The 2024 Robert Wilhelm Bunsen Medal is awarded to Kei Hirose for outstanding research, combining innovative experimental and analytical techniques, on the behaviour and evolution of the Earth’s deep interior.

Kei Hirose is a highly productive scientist, and a world-leading original thinker, combining innovative experimental and analytical techniques to investigate the behaviour and evolution of the deep interior of the Earth. His work has had a profound impact on our understanding of the nature of observed seismic discontinuities in the mantle, and of the composition and behaviour of the Earth’s core: there is no important topic in deep Earth geophysics that he hasn’t advanced through experimental work combined with profound insights for its implications.

Perhaps his best-known achievement is the discovery of the post-perovskite phase that controls the properties of the lowermost mantle, confirming pre-existing seismic evidence and inspiring a flood of further investigations by seismologists and mineral physicists. This breakthrough was enabled by his development of experimental apparatus that can generate ultra high P-T conditions exceeding those found in the centre of the Earth. The nano-scale experimental volumes of this novel multi-anvil and laser-heated diamond anvil cell technology also required the development of in situ analytical approaches, such as synchrotron X-ray diffraction and spectroscopy.

Other important work with fundamental implications for planetary behaviour is his work on light elements dissolved in the core, providing the framework for understanding seismic observations that show the density of the outer core is less than that of iron. He has showed that the physical properties of the core are compatible with significant amounts of dissolved hydrogen, and that the presence of dissolved silica in the core may contribute to the powering of the Earth’s geodynamo.
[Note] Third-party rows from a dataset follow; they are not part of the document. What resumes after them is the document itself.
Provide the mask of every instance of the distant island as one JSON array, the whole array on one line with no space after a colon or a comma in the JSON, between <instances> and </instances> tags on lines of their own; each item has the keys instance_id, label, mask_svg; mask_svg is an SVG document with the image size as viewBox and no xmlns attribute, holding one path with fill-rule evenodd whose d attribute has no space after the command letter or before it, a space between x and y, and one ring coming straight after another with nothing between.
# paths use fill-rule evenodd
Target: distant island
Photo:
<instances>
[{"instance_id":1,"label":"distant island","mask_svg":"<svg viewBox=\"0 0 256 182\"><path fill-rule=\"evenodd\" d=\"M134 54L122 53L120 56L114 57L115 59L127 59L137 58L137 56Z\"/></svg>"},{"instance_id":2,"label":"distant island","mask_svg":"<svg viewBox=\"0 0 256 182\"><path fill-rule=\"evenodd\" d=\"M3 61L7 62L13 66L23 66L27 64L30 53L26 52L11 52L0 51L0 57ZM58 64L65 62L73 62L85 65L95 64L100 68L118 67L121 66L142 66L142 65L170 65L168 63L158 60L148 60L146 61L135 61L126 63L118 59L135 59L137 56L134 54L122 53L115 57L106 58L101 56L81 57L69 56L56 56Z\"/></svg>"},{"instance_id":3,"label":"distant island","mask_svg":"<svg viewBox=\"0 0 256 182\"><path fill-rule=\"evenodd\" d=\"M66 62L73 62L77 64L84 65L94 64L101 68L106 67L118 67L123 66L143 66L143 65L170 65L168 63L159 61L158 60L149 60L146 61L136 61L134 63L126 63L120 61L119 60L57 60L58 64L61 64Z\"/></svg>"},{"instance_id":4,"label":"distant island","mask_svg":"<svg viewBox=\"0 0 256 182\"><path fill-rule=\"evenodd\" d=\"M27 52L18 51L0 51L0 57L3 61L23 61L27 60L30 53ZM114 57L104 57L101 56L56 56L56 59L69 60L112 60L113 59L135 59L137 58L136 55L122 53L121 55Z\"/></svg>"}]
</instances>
He has contributed to the understanding of the fate of subducted oceanic lithosphere and crust in the deep mantle, demonstrating that oceanic crust becomes denser than the surrounding mantle near the Earth’s core, initiating a major effort in the geodynamics community to unravel the implications of this for the large low shear velocity provinces at the base of the mantle.
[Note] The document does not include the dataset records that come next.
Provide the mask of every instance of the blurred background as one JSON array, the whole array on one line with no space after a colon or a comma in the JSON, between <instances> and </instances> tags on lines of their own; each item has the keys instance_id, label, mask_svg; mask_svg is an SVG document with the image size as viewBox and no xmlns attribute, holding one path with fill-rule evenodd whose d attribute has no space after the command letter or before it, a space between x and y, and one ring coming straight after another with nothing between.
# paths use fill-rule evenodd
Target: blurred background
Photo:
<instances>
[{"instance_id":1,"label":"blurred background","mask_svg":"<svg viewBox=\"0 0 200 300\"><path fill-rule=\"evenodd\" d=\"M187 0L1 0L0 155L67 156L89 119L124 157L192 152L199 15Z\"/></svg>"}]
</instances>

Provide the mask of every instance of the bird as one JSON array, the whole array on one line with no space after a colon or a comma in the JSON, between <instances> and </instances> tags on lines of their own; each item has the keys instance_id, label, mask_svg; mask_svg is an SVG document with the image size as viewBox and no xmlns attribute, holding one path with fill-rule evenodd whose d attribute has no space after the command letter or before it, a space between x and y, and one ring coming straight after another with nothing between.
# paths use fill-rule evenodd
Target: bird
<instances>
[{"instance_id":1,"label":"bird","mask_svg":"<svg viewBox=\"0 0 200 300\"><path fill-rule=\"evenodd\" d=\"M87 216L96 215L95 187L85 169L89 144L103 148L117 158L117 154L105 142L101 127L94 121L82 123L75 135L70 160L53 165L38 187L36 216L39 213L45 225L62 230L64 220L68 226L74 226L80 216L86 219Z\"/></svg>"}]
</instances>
Hirose is also an outstanding leader and contributor to the Earth Sciences community. He established the world-leading Earth-Life Science Institute, the first international research institute in Japan focused on Earth Sciences. He has an excellent record of supervising and nurturing early career scientists: a large proportion of his former graduate students and postdoctoral associates have moved on to independent positions. He served as an editor of ‘Physics of the Earth’ and ‘Planetary Interiors’ for more than a decade. With all these outstanding contributions, Kei Hirose is highly deserving of the Robert Wilhelm Bunsen Medal.